Fig. 7. Transplanting of fecal microbiome intervened by GP
improves intestinal inflammation. (A) Immunofluorescence for p-NF-κB was
performed on colon sections. (B) The expression of autophagy-related and
inflammation-related proteins measured by western blot. (C) (D) The
expressions of proteins were quantified by the ratio of phosphorylated
protein/total protein and total amount protein/GAPDH. All data shown are
representative of 3 independent experiments. Bars in graphs represent
mean ± SD, # P<0.05, ## P<0.01 VS
Control group; *P<0.05, **P<0.01 VS DSS group.

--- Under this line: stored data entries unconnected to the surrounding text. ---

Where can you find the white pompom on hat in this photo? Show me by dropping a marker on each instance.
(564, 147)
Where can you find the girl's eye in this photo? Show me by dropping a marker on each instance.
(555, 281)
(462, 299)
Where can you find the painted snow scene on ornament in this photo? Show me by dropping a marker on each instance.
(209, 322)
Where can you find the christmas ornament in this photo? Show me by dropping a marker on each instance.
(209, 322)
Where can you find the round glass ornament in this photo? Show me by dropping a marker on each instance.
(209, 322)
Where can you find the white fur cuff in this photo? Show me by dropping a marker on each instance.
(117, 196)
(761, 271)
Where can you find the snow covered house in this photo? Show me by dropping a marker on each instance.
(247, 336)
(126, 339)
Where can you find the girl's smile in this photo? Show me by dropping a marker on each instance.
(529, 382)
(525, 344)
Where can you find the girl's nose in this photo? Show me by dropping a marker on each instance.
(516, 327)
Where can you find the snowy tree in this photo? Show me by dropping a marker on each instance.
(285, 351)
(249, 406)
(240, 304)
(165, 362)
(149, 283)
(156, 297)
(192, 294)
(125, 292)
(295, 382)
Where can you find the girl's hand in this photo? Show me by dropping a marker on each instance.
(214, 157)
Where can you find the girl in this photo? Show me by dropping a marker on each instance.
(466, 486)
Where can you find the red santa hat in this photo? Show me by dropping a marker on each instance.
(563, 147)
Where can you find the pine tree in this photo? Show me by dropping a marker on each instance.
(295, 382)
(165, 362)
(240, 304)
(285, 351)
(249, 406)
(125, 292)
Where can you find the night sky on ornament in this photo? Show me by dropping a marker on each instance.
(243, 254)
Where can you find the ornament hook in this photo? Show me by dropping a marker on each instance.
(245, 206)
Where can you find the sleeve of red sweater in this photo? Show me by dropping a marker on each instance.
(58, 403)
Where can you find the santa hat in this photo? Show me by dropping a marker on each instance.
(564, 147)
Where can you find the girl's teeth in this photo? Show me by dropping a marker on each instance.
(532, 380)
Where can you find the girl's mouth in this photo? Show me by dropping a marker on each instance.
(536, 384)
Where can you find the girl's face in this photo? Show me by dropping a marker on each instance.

To validate the protective effect of GP on intestinal inflammation
associated with microbe-TLR4-autophagy axis, we detected the levels of
several key proteins using Western blot analysis. FMT had almost no
effects on the TLR4 pathway and mTOR-dependent autophagy, as shown in
Fig. 7. Meanwhile, the colitis rats transplanted with DSS-treated
microbiota showed a marked activation of the classic TLR4-p38 MAPK-NF-κB
inflammatory pathway (Fig. 7A and B) as well as the phosphorylation of
mTOR. Subsequently, the accumulation of p62 and the decrease of
LCBII/LC3BI suggested defective autophagy. Notably, there was
significant attenuation of TLR4 and degradation of p62 after FMT with
GP-treated microbiota, which achieved similar therapeutic effects
compared to GP lavage. In summary, the potential mechanism of GP on
ameliorating intestinal inflammation via regulation of the gut
microbiota and which was associated with TLR4-autophagy.